Eye of the Beast: The True Story of Serial Killer James Wood
Terry Adams, Mary Brooks-Mueller, and Scott Shaw
Convicted and sentenced to death in 1993 for the kidnapping and murder of an 11-year-old Idaho girl, James Wood has been credited with at least 85 rapes, 185 robberies and dozens of murders. In this compelling if incomplete report, Birmingham News writer Adams, forensic psychologist Brooks-Mueller, and former Pocatello PD investigator Shaw, who spearheaded the investigation, tell Wood’s horrific story in straightforward language, evidently understanding that sensationalism would lessen the impact.
The describe the efforts of police and behavioral scientists to create a profile of the suspect’s personality and behavior patterns before discovering his identity. Wood’s need to be “in control” is illuminated, as are his desire to steal “innocence” and success from others, anger toward women, and complete lack of remorse.

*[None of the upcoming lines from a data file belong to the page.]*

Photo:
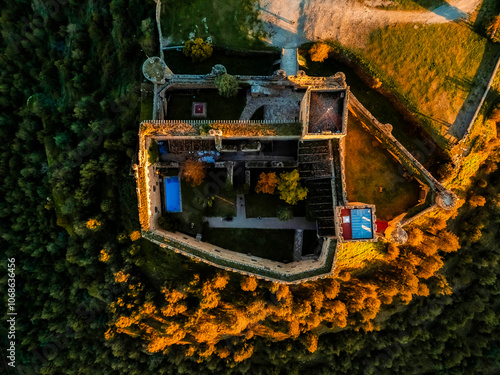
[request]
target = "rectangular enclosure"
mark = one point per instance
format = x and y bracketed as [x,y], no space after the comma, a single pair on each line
[172,194]
[326,112]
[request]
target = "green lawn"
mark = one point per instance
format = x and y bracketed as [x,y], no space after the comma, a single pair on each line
[369,167]
[274,244]
[230,23]
[267,205]
[223,205]
[159,265]
[375,102]
[433,66]
[218,108]
[235,63]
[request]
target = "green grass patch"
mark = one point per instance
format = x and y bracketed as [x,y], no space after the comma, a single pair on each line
[358,255]
[273,244]
[267,205]
[433,66]
[218,108]
[146,102]
[223,205]
[372,100]
[411,4]
[230,23]
[325,269]
[235,62]
[373,176]
[157,265]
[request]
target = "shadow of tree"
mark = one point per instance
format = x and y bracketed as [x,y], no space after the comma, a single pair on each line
[479,83]
[441,8]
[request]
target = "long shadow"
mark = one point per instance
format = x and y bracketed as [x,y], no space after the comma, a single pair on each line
[442,8]
[480,81]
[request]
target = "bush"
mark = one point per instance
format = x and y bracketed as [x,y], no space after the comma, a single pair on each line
[168,223]
[194,172]
[197,49]
[290,189]
[495,114]
[320,52]
[227,85]
[285,213]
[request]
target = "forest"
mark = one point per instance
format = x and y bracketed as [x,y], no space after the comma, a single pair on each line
[88,295]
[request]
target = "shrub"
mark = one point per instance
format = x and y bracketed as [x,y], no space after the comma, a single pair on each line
[290,189]
[194,172]
[227,85]
[168,223]
[493,29]
[197,49]
[319,52]
[153,152]
[495,114]
[285,213]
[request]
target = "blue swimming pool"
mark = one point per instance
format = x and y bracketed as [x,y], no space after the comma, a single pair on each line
[172,194]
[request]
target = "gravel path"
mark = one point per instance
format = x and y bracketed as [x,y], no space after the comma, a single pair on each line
[293,22]
[241,221]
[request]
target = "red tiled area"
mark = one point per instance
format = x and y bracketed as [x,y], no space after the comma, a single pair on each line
[345,216]
[381,226]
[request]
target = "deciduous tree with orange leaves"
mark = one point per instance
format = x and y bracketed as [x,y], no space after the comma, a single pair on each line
[194,172]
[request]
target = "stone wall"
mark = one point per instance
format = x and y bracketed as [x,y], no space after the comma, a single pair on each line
[248,265]
[393,145]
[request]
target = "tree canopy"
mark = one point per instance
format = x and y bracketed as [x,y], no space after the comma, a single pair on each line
[291,191]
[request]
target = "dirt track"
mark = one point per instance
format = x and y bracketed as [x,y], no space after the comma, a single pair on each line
[293,22]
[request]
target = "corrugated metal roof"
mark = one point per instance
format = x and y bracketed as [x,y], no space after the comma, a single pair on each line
[361,223]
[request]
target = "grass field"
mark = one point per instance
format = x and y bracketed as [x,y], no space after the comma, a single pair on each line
[357,255]
[235,63]
[375,102]
[434,66]
[230,23]
[218,108]
[370,168]
[411,4]
[274,244]
[159,265]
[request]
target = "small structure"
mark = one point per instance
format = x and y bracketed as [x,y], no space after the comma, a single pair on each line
[357,223]
[172,194]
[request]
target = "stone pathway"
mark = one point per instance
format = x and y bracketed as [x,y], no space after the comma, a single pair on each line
[241,221]
[289,61]
[283,107]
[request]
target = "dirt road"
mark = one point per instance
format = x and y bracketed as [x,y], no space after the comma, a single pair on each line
[293,22]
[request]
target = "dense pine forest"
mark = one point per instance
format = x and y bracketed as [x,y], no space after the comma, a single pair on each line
[86,301]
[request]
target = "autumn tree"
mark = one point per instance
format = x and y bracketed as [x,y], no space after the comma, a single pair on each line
[495,113]
[319,52]
[267,183]
[493,29]
[153,152]
[227,85]
[477,200]
[194,172]
[291,191]
[197,49]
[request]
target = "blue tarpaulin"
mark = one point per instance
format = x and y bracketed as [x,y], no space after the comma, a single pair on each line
[172,194]
[361,223]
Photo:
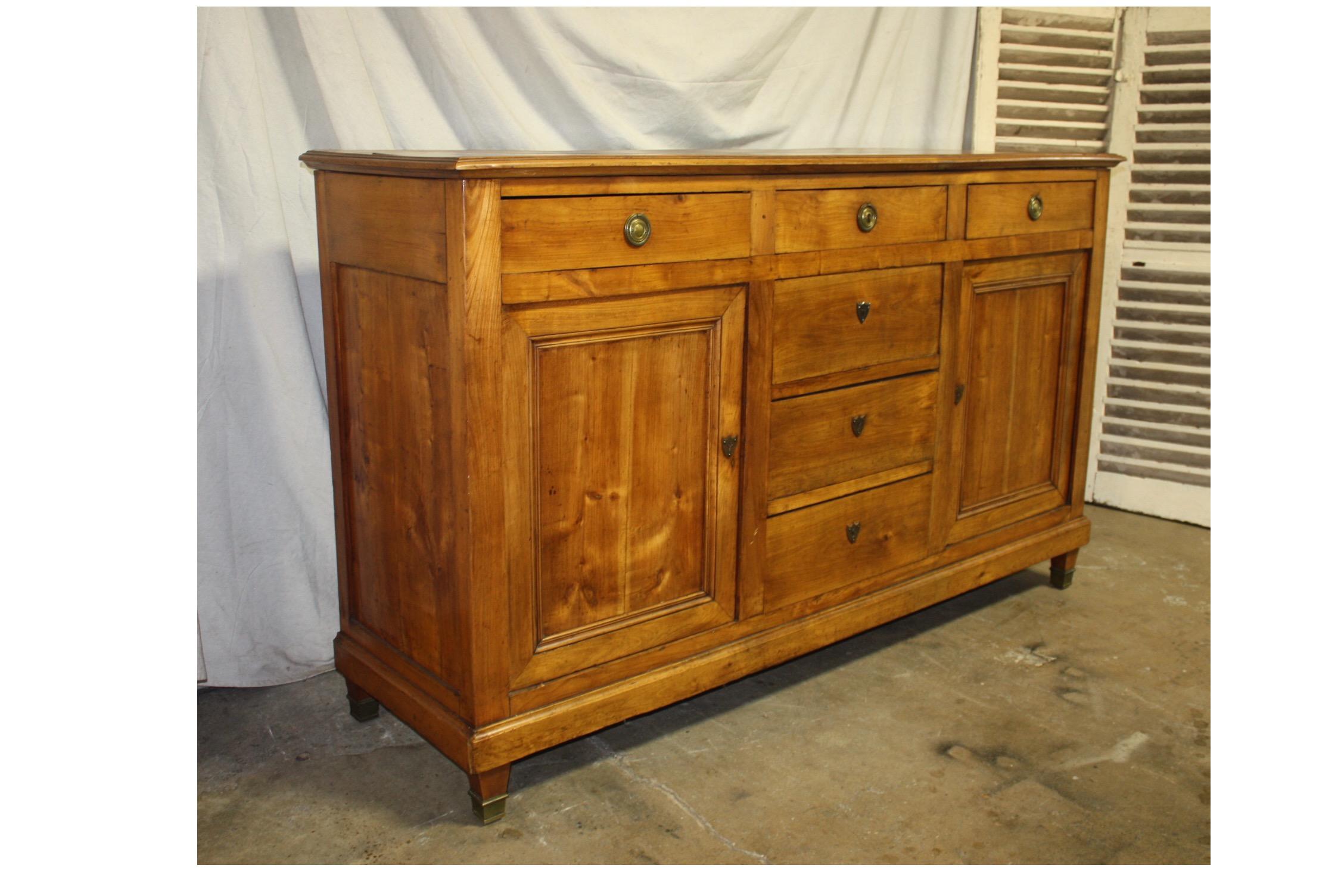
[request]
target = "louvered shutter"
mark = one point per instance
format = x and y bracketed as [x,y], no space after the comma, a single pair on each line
[1133,81]
[1045,80]
[1152,425]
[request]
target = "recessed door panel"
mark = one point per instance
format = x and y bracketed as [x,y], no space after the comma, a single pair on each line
[1016,388]
[631,497]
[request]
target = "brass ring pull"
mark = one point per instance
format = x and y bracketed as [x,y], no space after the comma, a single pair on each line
[867,217]
[637,230]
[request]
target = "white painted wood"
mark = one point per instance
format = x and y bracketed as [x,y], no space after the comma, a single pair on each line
[987,80]
[1175,500]
[1159,249]
[1124,112]
[1051,78]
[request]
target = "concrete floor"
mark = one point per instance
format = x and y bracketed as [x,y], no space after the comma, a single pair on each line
[1012,724]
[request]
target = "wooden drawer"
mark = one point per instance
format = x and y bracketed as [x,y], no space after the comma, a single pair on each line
[1001,210]
[810,551]
[816,219]
[819,332]
[589,231]
[844,440]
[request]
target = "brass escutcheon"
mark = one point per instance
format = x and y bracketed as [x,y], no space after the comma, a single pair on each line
[637,230]
[867,217]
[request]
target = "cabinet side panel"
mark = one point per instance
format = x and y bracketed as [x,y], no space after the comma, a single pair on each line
[394,386]
[393,225]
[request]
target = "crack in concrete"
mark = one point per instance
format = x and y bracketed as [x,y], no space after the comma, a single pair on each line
[618,758]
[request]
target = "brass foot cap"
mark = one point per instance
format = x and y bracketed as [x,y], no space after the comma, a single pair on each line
[489,810]
[363,710]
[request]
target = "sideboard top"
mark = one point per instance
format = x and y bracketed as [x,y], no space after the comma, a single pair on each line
[783,161]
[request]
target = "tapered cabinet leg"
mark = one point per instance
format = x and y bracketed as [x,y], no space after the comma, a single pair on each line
[490,790]
[362,705]
[1062,570]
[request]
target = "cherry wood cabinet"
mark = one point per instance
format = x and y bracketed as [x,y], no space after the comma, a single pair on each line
[609,430]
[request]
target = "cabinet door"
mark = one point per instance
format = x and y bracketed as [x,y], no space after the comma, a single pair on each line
[624,496]
[1018,329]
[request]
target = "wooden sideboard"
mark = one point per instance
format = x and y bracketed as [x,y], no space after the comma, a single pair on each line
[611,430]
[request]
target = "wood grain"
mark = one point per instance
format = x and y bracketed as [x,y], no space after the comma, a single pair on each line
[538,530]
[393,341]
[826,219]
[623,407]
[785,161]
[817,329]
[662,183]
[810,551]
[1000,210]
[555,723]
[1016,360]
[814,444]
[390,225]
[589,231]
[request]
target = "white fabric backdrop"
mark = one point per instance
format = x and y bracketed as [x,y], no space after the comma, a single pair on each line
[275,82]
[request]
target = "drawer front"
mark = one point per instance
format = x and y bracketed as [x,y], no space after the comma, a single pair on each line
[851,433]
[855,322]
[810,551]
[1006,210]
[817,219]
[590,231]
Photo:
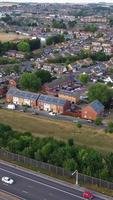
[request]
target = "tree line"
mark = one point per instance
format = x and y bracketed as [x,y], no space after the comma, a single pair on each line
[98,56]
[59,153]
[23,45]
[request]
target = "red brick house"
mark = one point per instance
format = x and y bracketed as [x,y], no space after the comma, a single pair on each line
[93,110]
[54,104]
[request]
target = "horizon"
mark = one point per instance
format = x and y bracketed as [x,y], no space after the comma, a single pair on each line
[58,1]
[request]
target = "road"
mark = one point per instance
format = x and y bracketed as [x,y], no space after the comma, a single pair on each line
[6,196]
[29,186]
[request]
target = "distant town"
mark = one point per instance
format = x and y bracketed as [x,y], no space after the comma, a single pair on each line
[56,66]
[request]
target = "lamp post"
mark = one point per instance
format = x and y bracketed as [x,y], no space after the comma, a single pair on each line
[76,173]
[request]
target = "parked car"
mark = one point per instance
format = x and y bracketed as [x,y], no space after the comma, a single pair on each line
[52,113]
[88,195]
[8,180]
[75,120]
[11,106]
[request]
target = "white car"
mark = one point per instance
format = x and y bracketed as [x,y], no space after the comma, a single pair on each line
[8,180]
[51,113]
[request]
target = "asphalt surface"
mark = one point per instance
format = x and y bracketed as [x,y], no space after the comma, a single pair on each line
[6,196]
[29,186]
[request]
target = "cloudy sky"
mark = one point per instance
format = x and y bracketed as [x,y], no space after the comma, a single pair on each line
[60,1]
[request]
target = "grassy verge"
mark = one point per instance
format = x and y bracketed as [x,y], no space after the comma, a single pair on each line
[44,127]
[71,180]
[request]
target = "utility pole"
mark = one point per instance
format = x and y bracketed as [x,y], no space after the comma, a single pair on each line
[76,173]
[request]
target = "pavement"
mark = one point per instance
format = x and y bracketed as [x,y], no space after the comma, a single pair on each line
[34,186]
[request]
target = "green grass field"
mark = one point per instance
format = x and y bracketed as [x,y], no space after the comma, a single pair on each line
[40,126]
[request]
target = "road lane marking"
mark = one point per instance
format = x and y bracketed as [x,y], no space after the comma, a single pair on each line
[14,195]
[24,191]
[5,184]
[46,185]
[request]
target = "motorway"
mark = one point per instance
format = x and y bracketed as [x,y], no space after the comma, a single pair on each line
[29,186]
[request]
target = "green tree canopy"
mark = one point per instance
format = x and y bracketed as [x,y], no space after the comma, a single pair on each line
[101,92]
[44,76]
[84,78]
[23,46]
[29,81]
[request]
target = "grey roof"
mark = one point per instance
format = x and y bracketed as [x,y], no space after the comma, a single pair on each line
[33,96]
[52,100]
[59,81]
[23,94]
[69,93]
[97,106]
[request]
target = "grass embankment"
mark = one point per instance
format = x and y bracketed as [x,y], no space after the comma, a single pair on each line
[40,126]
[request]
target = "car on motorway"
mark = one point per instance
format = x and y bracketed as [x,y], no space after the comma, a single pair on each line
[52,113]
[88,195]
[8,180]
[76,121]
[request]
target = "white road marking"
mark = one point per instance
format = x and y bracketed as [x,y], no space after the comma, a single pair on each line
[46,185]
[9,193]
[24,191]
[5,184]
[29,186]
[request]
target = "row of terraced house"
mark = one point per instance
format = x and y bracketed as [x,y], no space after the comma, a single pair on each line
[36,100]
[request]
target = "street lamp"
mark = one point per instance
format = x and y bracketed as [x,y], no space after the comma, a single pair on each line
[76,173]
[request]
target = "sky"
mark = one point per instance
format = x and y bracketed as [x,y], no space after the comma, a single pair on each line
[59,1]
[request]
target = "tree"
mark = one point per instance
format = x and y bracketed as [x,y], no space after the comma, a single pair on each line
[110,127]
[58,24]
[29,81]
[100,56]
[70,165]
[84,78]
[98,121]
[101,92]
[44,76]
[55,39]
[109,163]
[34,44]
[71,24]
[23,46]
[92,28]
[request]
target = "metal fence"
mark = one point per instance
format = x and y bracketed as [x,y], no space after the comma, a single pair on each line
[58,171]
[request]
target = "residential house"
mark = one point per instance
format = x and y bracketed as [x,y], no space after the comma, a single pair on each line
[16,54]
[19,97]
[73,97]
[54,104]
[38,101]
[58,83]
[93,19]
[93,110]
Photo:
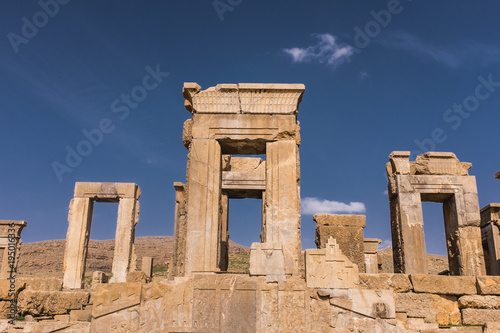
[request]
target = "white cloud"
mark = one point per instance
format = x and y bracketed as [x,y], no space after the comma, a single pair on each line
[312,206]
[385,244]
[326,51]
[450,56]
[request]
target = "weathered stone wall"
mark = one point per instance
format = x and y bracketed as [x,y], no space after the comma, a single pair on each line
[239,303]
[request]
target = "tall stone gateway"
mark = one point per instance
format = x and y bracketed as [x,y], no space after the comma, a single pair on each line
[240,119]
[436,177]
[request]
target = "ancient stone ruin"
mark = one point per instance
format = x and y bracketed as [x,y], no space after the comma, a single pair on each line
[338,287]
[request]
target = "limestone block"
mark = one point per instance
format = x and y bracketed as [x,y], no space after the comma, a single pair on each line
[479,316]
[6,293]
[261,98]
[488,285]
[492,327]
[347,230]
[147,266]
[399,283]
[445,285]
[330,268]
[63,318]
[432,308]
[138,276]
[113,297]
[45,284]
[97,278]
[267,259]
[370,303]
[107,191]
[479,302]
[51,302]
[439,163]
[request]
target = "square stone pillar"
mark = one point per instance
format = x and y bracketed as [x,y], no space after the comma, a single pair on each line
[347,230]
[490,235]
[10,242]
[77,239]
[204,180]
[371,259]
[124,259]
[282,209]
[178,261]
[224,233]
[147,266]
[407,229]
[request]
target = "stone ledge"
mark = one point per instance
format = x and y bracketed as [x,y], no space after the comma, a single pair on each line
[444,285]
[399,283]
[488,285]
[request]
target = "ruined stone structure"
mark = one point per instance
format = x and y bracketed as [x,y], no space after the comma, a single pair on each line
[317,290]
[80,221]
[10,246]
[490,234]
[436,177]
[243,119]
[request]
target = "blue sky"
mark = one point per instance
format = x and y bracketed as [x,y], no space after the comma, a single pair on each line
[379,75]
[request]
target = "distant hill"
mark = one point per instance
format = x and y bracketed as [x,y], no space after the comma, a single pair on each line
[45,259]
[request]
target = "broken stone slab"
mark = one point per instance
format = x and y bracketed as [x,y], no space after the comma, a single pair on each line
[479,302]
[441,309]
[488,285]
[370,303]
[492,327]
[479,316]
[444,285]
[47,284]
[330,268]
[81,315]
[51,302]
[399,283]
[138,276]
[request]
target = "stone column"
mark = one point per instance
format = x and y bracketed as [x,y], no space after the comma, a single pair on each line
[124,259]
[10,241]
[490,232]
[282,211]
[204,180]
[77,239]
[407,229]
[224,233]
[178,261]
[371,259]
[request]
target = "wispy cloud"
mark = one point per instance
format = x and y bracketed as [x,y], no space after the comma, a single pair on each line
[452,56]
[326,51]
[385,244]
[312,206]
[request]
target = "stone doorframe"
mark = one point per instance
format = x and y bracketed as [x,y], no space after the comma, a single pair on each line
[241,119]
[80,220]
[436,177]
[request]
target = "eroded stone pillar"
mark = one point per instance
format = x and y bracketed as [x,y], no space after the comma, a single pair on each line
[371,258]
[347,230]
[282,211]
[10,243]
[437,177]
[490,234]
[203,202]
[77,239]
[124,259]
[178,261]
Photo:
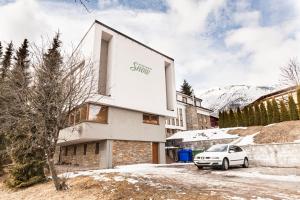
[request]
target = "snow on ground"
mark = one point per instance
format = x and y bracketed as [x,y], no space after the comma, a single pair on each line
[245,140]
[207,134]
[289,178]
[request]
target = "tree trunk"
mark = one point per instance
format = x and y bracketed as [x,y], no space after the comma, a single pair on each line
[56,180]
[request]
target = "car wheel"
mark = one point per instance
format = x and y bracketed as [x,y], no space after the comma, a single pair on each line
[246,163]
[225,164]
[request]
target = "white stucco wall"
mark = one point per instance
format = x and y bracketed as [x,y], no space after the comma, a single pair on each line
[122,125]
[274,155]
[127,88]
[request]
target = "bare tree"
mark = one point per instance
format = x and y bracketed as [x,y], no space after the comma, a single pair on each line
[60,85]
[290,73]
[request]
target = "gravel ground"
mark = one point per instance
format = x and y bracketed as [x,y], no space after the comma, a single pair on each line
[170,182]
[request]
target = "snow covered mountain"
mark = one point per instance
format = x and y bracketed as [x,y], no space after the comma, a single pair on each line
[232,96]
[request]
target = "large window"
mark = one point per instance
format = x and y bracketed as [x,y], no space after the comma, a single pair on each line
[89,112]
[150,119]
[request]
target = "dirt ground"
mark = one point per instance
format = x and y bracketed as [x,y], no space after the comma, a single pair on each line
[274,133]
[173,182]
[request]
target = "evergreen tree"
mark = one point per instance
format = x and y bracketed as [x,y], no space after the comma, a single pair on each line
[232,122]
[225,119]
[257,115]
[245,115]
[240,121]
[28,159]
[293,109]
[6,62]
[284,114]
[298,99]
[264,115]
[186,88]
[221,120]
[1,51]
[251,116]
[270,112]
[276,113]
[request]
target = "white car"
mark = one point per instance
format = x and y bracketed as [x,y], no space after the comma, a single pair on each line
[223,155]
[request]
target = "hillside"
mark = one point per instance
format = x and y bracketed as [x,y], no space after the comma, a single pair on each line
[274,133]
[232,96]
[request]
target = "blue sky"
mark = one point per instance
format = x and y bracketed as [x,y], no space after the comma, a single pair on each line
[214,43]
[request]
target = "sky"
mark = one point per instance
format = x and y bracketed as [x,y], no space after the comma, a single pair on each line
[215,43]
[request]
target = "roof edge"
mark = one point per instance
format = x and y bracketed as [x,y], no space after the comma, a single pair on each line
[128,37]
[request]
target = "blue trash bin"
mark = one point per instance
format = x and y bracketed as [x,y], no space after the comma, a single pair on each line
[185,155]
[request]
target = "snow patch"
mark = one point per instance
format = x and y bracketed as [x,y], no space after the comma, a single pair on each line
[289,178]
[207,134]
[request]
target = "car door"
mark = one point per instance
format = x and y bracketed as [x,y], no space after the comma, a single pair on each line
[240,155]
[232,155]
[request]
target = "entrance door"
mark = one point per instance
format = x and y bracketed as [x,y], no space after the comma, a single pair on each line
[154,152]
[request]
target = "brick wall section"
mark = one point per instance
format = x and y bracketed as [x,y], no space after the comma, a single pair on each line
[131,152]
[191,118]
[274,155]
[89,160]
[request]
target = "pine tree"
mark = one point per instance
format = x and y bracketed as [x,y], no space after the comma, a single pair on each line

The basic facts of his early life are given—his father’s incarceration in Leavenworth Penitentiary, his mother’s death in a fire, his vague claims of abuse at the hands of his stepfather—but little insight is offered into how such a rapacious psychopathic predator is produced. Still, the writers successfully blend into their earnest chronicle the tales of a community’s massive response to the disappearance of a child, of a careful investigation and arrest, and of a long, disturbing interview with a man utterly without conscience, driven strictly by vengeance and rage.